The flap is sutured to the cartilage rim of the defect at the level of the surrounding cartilage and the periosteum-cartilage border is sealed with fibrin glue. A gentle saline injection under the flap reveals any leakage along the cartilage rim, which must be sealed. After aspiration of the saline, the cultured chondrocytes are injected underneath the periosteal cover and the injection site is sutured and sealed (Fig. 35-3). The arthrotomy is closed in separate layers. Bandaging including the foot, lower leg, and knee is applied.

Concomitant Stabilizing Procedures

For an optimal environment for the repair tissue, any instability must be corrected. In the tibiofemoral joint, an ACL or posterior cruciate ligament reconstruction or a medial or lateral collateral ligament shortening may be prepared before ACI. These procedures are usually done concomitantly with ACI. The aim is to avoid a second arthrotomy when staging. When performed concomitantly with ACI, a ligament reconstruction or shortening is done after the cartilage lesion is débrided and covered with periosteum but before the chondrocytes are injected.

Patellofemoral lesions are often related to an unstable patella, and the patella must thus be stabilized for good healing. Stabilizing procedures may include anteromedialization of the tibial tuberosity and sometimes slight distalization owing to patella alta, lateral release, proximal medial soft tissue (medial patellofemoral ligament and vastus medialis obliquus) shortening, and trochlear groove plasty21 (if the patella is dysplastic) (Fig. 35-4).

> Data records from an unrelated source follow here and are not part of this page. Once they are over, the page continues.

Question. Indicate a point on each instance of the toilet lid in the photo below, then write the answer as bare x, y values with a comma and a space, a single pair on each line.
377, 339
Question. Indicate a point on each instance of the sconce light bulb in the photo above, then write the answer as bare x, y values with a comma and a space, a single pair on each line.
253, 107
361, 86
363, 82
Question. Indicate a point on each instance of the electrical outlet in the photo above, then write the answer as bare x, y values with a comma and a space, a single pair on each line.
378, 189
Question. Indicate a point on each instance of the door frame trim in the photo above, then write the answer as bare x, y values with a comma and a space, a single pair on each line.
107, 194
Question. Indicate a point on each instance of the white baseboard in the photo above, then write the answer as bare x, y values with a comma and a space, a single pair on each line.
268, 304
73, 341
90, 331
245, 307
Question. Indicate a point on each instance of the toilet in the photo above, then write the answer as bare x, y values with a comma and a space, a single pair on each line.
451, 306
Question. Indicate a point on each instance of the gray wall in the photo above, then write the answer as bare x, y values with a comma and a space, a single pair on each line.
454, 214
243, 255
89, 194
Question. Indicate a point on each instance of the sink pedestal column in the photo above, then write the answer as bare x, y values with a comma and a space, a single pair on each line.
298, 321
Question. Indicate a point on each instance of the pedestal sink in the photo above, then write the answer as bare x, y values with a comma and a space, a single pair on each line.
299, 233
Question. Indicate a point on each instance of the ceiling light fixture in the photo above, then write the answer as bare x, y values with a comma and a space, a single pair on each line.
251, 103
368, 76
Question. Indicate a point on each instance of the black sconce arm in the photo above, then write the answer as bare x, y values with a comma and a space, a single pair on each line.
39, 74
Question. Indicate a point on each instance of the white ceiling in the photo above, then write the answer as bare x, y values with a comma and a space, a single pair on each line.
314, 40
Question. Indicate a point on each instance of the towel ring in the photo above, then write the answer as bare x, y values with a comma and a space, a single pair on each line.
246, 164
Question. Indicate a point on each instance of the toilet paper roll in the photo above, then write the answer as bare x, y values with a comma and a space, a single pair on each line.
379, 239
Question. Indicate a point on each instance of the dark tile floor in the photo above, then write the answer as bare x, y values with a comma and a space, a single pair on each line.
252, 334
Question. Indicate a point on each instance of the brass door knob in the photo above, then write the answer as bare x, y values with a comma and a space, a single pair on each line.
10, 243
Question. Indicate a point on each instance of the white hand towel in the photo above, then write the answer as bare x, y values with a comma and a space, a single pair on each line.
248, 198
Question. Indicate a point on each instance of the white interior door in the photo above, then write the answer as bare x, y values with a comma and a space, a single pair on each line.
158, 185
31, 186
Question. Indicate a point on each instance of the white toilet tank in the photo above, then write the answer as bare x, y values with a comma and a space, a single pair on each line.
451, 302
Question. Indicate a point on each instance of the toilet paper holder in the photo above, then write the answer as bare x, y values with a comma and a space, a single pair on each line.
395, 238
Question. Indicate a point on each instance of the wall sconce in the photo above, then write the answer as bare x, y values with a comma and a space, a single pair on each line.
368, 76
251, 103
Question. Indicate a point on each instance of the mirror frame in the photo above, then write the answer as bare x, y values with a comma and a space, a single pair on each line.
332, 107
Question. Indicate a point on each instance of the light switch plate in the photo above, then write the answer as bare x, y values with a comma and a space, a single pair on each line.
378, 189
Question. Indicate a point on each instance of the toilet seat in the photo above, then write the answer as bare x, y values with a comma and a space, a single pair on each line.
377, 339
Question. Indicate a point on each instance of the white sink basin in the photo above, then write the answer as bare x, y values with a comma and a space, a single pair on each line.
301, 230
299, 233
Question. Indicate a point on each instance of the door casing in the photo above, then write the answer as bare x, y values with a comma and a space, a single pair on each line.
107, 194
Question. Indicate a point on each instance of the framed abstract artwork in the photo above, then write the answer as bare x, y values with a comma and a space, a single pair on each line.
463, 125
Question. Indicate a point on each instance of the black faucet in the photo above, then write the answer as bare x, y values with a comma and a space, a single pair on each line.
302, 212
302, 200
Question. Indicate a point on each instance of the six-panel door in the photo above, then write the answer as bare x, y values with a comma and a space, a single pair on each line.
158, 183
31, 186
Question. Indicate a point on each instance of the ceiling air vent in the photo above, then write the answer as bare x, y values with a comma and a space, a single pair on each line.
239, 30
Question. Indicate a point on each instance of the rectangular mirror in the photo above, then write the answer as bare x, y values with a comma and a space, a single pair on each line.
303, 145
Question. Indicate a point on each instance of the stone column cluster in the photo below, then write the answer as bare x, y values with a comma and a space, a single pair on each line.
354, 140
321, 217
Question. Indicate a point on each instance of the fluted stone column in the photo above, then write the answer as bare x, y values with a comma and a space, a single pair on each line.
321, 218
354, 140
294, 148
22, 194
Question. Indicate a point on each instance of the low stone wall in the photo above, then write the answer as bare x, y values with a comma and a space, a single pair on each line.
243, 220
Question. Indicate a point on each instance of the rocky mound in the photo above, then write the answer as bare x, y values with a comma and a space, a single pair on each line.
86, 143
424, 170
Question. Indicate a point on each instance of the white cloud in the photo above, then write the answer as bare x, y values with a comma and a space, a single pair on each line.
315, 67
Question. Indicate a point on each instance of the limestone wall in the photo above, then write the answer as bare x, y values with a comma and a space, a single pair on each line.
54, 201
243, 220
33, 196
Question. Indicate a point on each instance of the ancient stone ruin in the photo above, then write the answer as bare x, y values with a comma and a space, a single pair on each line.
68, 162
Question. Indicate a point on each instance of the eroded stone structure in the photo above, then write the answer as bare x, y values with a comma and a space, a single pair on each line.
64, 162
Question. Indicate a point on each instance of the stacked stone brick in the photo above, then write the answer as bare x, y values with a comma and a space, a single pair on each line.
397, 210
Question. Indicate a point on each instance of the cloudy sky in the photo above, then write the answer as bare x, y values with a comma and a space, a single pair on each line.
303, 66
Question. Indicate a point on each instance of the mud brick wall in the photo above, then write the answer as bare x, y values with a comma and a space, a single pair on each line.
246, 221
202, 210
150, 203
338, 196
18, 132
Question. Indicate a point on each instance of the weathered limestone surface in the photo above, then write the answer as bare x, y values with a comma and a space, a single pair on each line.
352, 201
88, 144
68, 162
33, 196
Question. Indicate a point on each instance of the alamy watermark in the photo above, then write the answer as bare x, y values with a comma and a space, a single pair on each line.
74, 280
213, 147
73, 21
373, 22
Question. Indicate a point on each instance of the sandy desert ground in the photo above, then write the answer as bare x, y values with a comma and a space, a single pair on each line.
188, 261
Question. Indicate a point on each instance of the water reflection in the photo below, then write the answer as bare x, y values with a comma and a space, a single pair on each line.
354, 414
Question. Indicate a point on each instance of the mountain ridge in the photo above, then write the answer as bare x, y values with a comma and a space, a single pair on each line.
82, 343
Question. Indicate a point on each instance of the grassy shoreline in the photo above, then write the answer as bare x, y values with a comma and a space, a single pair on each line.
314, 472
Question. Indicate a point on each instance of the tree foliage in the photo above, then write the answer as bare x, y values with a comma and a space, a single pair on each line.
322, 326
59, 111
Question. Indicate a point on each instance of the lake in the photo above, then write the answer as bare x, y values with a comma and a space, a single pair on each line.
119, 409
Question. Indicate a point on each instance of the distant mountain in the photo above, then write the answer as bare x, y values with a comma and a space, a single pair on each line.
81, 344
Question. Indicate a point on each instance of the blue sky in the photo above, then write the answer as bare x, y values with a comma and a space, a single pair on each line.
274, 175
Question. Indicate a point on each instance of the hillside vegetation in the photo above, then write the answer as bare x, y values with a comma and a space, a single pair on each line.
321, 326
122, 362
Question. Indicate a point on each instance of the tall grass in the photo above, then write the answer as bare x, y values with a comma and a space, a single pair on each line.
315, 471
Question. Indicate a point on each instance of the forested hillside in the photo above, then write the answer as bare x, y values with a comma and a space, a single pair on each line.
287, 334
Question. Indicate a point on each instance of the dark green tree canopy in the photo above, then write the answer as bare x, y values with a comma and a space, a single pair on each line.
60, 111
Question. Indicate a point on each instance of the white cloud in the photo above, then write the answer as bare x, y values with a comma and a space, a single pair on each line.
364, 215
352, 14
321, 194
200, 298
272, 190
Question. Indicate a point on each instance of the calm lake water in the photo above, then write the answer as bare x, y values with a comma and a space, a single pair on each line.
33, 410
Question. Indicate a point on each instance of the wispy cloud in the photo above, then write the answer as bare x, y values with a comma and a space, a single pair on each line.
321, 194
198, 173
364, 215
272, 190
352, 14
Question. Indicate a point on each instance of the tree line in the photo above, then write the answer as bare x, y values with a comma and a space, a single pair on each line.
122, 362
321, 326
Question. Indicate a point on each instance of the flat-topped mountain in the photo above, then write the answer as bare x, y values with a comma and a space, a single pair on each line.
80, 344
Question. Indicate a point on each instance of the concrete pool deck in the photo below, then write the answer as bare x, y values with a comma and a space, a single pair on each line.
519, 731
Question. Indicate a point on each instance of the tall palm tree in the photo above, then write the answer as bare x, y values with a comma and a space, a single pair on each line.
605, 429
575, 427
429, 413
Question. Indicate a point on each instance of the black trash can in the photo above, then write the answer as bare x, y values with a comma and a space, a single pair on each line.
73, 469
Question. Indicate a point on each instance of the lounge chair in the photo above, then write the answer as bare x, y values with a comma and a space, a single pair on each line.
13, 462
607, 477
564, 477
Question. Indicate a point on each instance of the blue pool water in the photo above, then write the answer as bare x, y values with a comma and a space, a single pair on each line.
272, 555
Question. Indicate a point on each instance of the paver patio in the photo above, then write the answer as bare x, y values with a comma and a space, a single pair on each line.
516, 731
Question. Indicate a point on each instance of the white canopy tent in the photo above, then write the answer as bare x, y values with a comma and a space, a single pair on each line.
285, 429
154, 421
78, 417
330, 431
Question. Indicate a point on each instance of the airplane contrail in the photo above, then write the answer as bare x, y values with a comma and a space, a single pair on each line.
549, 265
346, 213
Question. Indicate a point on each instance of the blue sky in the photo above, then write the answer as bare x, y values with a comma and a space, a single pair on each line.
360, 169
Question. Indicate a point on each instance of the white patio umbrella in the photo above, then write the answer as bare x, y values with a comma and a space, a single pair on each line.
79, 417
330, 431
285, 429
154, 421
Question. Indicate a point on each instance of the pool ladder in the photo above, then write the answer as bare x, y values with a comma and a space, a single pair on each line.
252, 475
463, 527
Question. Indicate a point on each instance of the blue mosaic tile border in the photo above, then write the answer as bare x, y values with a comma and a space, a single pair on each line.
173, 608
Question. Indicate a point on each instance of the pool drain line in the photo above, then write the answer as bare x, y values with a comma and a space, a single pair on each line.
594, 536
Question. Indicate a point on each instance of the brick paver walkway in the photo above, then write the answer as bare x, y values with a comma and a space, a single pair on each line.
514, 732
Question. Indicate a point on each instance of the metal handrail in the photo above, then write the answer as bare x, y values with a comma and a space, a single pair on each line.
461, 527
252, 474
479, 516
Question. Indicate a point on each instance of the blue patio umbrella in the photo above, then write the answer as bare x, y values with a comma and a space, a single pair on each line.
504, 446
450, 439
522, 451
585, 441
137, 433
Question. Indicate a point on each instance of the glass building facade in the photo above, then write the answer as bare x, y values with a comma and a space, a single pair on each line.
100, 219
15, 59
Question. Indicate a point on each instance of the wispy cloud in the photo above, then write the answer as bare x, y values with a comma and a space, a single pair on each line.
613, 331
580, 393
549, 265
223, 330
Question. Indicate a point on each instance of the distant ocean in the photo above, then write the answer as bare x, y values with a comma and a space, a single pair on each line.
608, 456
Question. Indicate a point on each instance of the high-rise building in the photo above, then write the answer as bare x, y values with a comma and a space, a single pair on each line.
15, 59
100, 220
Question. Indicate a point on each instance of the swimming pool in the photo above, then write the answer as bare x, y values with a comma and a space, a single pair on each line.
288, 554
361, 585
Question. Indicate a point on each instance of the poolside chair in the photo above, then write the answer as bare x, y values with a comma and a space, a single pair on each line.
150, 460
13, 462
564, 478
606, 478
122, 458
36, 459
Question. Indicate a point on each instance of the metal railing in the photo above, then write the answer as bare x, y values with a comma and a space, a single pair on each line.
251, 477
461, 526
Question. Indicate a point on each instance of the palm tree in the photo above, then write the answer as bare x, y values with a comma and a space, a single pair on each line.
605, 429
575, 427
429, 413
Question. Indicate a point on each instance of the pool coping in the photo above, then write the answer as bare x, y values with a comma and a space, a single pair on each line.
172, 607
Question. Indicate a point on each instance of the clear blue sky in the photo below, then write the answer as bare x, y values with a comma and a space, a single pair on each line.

Patellofemoral (trochlear) lesions are often related to patellar instability. If a 6-month training program does not restore functional stability, the background factors present must be corrected. These factors are increased Q-angle (>15°–20°), patella alta, ligament instability (medial patellofemoral ligament [MPFL]), muscular imbalance (musculus vastus medialis obliquus [VMO] weakness) and trochlear dysplasia (flat, convex, and extended in a proximal direction or a flat articulating lateral trochlea) (Fig. 35-5).

Tibial tuberosity transfer is used to correct the Q-angle by approximately 8 to 12 mm of medialization. Tibial tuberosity ventralization unloads the patella-trochlear joint (used in bipolar and large, uncontained lesions). To distalize a patella alta, the tibial tuberosity is moved distally 3 to 5 mm to secure so that the apex of the patellae will articulate on the trochlea. This can be achieved by a tibial tuberosity oblique osteotomy. Stabilizing and unloading procedures may include anteromedialization when needed.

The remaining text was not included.